A cold, dry Mistral gallops down the Rhone,
reminding of what Dumas wrote: a count,
falsely accused, rotting between the bricks.
A second squall, the Marin, quickly swallows
Portuguese ships aiming to conquer Goa.
A Tramontane blows like the Gothic horde
that sacked Antioch and Crete, while the sultry
Sirocco heaves reddish dust—Saharan blood rain.
Santorini, that Greek sapphire among white lava,
pressed under plumes of sulfur and ash;
a flurried heap, and then silence. All this, while the
winds blast a hymn of harvested souls, empires
buried by the waves, and fated tempests that drag
down into the labyrinth deep, claiming all theirs.
Kevin Blankinship is a professor of Arabic at Brigham Young University. His essays and poetry have appeared in The Atlantic, The Los Angeles Review of Books, The Times Literary Supplement, Gingerbread House, Blue Unicorn, Wine Cellar Press, and more. Follow him on Twitter @AmericanMaghreb.

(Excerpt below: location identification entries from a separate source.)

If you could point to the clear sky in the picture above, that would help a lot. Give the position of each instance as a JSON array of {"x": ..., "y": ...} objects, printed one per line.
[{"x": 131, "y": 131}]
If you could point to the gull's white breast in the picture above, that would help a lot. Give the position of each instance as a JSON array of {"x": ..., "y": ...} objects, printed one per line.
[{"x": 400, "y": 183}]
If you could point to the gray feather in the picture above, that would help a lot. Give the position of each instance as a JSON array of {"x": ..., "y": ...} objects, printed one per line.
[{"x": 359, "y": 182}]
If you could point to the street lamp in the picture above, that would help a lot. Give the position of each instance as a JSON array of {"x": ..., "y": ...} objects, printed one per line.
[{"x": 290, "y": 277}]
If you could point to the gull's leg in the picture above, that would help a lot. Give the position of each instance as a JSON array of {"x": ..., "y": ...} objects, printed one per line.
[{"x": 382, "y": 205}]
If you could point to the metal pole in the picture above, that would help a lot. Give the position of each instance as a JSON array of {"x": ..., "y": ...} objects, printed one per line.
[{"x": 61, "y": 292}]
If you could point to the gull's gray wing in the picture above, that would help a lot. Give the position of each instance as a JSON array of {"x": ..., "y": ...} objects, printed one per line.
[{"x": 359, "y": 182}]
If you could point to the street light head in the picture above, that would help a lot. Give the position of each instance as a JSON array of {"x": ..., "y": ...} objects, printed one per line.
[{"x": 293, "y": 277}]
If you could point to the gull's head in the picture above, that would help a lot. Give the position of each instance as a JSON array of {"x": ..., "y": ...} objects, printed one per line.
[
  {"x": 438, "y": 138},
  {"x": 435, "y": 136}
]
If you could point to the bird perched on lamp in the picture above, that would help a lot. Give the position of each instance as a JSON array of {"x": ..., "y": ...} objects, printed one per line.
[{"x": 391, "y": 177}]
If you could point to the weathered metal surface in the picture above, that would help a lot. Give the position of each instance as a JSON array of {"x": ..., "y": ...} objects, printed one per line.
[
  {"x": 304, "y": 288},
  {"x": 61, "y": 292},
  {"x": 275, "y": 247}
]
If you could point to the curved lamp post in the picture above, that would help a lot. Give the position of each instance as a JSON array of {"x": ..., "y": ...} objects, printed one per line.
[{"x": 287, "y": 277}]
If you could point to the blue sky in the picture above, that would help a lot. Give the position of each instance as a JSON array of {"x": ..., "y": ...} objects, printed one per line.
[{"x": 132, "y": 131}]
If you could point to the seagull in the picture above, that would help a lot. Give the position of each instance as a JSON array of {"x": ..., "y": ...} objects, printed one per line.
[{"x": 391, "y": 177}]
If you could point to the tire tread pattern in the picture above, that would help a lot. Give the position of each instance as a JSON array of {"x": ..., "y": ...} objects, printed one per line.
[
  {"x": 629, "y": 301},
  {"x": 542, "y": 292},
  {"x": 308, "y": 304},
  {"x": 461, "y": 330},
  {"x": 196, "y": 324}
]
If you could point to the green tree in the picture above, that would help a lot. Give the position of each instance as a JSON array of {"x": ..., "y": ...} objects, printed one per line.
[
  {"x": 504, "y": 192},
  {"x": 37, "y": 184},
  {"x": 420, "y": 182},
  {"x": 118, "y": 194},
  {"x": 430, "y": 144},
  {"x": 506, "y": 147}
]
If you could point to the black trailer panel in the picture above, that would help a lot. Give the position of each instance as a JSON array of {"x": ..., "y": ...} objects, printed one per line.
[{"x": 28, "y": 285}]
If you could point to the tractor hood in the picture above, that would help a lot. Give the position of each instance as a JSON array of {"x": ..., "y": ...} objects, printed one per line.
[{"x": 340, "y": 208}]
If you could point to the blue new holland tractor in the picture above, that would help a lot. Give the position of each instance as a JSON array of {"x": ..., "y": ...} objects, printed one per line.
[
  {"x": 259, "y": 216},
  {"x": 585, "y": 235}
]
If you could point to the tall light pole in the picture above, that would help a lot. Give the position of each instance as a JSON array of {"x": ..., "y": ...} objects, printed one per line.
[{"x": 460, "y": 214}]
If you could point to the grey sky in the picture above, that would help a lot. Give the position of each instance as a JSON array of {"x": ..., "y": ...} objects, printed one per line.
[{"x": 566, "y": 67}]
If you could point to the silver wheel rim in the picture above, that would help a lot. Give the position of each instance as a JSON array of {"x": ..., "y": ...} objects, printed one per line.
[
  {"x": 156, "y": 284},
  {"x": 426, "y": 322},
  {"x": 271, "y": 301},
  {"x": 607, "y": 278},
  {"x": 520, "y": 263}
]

I think this is a highly sophisticated piece of writing. It surprised me a bit. It does not sound like anything I'd expect from the heart of Mormon territory especially. It has a bitterly grievous tone. Wholly understandable in the circumstances--but can you express yourself as freely at BYU for example?
On rereading I wondered about "among," i.e. "a sapphire ... among lava." A bit like saying "a sapphire...among concrete." It seems like a number conflict.